Fortunately, we are in a cash positive position. Last year, we had €100m cash due to the strong control over working capital and the high profitability of the company. Our EBITDA margin is around 24%.

Geox has recently entered into a strategic partnership with Belle International in China. How will that work?

LL: China is one of the most interesting and new markets for us. Recently, Chinese law regarding foreign direct investment was relaxed, so we decided to establish a representative office in China. We decided to enter a license and distribution agreement with Belle, which is one of the leading companies in the shoe market in China. Although there is no direct investment in China from the group, we chose a partnership with Belle to assist in creating a Geox market in China.

The group has a significant number of operations in Central and Eastern Europe. How is cash managed across the region?

LL: Geox sells directly in Italy and in each single country in Europe. As such, the group needs to have a relationship with the leading bank in each country in order to deposit cash from the shops. In addition, we need a bank with an international presence because we like to centralise the cash in Italy every day, so as to improve efficiency. We therefore divided Europe into four zones and tried to identify an Italian bank in each zone that had relations with the leading local bank in order to permit cross-border cash pooling.

In Central and Eastern Europe, we use UniCredit because they have a leading position in these core markets and they understand Geox’s needs very well. UniCredit has a very efficient, single point of contact approach, which has worked well for us in the region, particularly with our contact Mr Cirelli. Through that relationship, we have been able to set up a cash pooling agreement including Germany, Austria, Switzerland, Hungary, Slovakia and Romania, which is quite a new project for us.

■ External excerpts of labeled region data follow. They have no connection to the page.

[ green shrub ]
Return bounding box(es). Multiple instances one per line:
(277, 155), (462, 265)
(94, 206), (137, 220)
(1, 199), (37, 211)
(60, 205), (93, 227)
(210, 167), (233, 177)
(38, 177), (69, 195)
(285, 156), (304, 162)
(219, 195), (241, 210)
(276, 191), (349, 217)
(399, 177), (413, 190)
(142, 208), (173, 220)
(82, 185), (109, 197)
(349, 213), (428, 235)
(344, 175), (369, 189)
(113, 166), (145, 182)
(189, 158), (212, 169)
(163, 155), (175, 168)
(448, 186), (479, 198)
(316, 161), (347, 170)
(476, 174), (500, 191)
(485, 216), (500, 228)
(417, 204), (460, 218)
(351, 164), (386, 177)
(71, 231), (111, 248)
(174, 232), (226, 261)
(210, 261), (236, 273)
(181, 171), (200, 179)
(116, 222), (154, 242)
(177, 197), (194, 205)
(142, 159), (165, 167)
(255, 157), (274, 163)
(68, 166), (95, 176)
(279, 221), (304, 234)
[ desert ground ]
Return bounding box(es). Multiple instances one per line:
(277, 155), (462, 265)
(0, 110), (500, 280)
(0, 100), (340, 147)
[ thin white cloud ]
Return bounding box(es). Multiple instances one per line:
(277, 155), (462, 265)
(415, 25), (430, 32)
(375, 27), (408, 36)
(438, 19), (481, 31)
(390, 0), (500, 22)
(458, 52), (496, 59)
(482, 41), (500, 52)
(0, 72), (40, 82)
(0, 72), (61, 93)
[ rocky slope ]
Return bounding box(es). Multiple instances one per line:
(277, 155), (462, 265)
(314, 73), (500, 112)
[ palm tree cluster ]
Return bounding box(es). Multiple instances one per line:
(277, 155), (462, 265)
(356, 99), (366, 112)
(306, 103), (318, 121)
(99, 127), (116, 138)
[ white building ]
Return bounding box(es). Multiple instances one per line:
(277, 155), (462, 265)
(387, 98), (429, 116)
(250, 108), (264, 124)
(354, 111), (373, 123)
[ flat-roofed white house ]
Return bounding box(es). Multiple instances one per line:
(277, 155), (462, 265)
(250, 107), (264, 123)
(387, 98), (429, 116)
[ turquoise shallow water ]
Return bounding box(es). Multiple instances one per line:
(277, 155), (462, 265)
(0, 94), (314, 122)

What projects will treasury be working on over the next 12 months?

LL: One of our priorities is to further improve cash concentration and cash sweeping. The only country which is yet to join the system is Japan. There were some language and technology system challenges but hopefully we are nearly there now and the integration should go ahead in mid 2009.

The second big project is to join SWIFTNet via SCORE in order to improve the way we deal with banks electronically. At the moment we receive SWIFT MT940 messages, the end of day messages, and we upload these different files into our systems. From the input side it works well. Unfortunately, on the output side, ie the way in which Geox deals with the banks, we have several different internet banking setups, all with different layers of security, so it is quite complicated to deal with all these relationships in a centralised way. We want to have just one point of access via SWIFT and to be able to communicate with each bank in a single way. Hopefully the project will be completed by September 2009.

From an internal point of view, we are also implementing a new model, based on business intelligence software, which is designed to derive a financial budget and financial projections to help with the group’s business plan.